# Parameter estimation for the Generalized Pareto Distribution (GPD)

### Description

Fits exceedances above a chosen threshold to the Generalized Pareto model. Various estimation procedures can be used, including maximum likelihood, probability weighted moments, and maximum product spacing. It also allows generalized linear modeling of the parameters.

### Usage

1 2 3 4 5 |

### Arguments

`data` |
Data should be a numeric vector from the GPD. |

`threshold` |
A threshold value or vector of the same length as the data. |

`nextremes` |
Number of upper extremes to be used (either this or the threshold must be given, but not both). |

`npp` |
Length of each period (typically year).

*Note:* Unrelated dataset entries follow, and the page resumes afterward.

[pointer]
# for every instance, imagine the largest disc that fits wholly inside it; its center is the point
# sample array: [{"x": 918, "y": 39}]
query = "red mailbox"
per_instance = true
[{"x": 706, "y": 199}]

Is used in return level estimation. Defaults to 365. |

`method` |
Method of estimation - maximum likelihood (mle), maximum product spacing (mps), and probability weighted moments (pwm). Uses mle by default. For pwm, only the stationary model can be fit. |

`information` |
Whether standard errors should be calculated via observed or expected (default) information. For probability weighted moments, only expected information will be used if possible. For non-stationary models, only observed information is used. |

`scalevars, shapevars` |
A dataframe of covariates to use for modeling of the each parameter. Parameter intercepts are automatically handled by the function. Defaults to NULL for the stationary model. |

`scaleform, shapeform` |
An object of class ‘formula’ (or one that can be coerced into that class), specifying the model of each parameter. By default, assumes stationary (intercept only) model. See details. |

`scalelink, shapelink` |
A link function specifying the relationship between the covariates and each parameter. Defaults to the identity function. For the stationary model, only the identity link should be used. |

`start` |
Option to provide a set of starting parameters to optim; a vector of scale and shape, in that order. Otherwise, the routine attempts to find good starting parameters. See details. |

`opt` |
Optimization method to use with optim. |

`maxit` |
Number of iterations to use in optimization, passed to optim. Defaults to 10,000. |

`...` |
Additional arguments to pass to optim. |

### Details

The base code for finding probability weighted moments is taken from the R package evir. See citation.
In the stationary case (no covariates), starting parameters for mle and mps estimation are the probability weighted moment estimates.
In the case where covariates are used, the starting intercept parameters are the probability weighted moment estimates from the
stationary case and the parameters based on covariates are initially set to zero. For non-stationary parameters, the
first reported estimate refers to the intercept term. Covariates are centered and scaled automatically to speed up optimization,
and then transformed back to original scale.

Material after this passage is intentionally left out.